Been struggling a while to solve the following integral:
$$\int_C\frac{ze^z}{2z-3}$$ where C is $$|z| = 1.5$$.
I found a very similar case here but it's outside of what we learned in class. Covered Cauchy's Integral Theorem but not residue theorem yet.
I know that we cannot use the Cauchy Integral Formula $$f(z_0) = \frac{1}{2\pi i}\int_C \frac{f(z)}{z-z_0}dz$$ since $z_0$ needs to be inside the contour.
Can someone please give me a hint as to how to solve this integral? Thank you in advance!
As it stands, the integral does not converge in the standard sense.
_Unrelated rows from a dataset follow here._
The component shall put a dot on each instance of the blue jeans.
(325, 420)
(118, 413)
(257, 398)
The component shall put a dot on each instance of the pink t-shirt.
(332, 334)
This is because if we remove a small region around the singularity, the value of the integral depends greatly on how that region shrinks to $0$.
However, using the Cauchy Principal Value, we can get a value.
Avoid the singularity with a small bump around it:
The contour integral is $$ \int_{C\text{ with bump}}\frac{ze^z}{2z-3}\,\mathrm{d}z=\frac32\pi ie^{3/2} $$ However, the Cauchy Principal value is the integral along the black circle minus an infinitesimal symmetric interval around the singulrity, so we subtract off the contribution from the red bump, which is $\frac34\pi ie^{3/2}$, since the bump is half a circle (counter-clockwise) and the singularity is first order.
Therefore, $$ \mathrm{PV}\int_C\frac{ze^z}{2z-3}\,\mathrm{d}z=\frac34\pi ie^{3/2} $$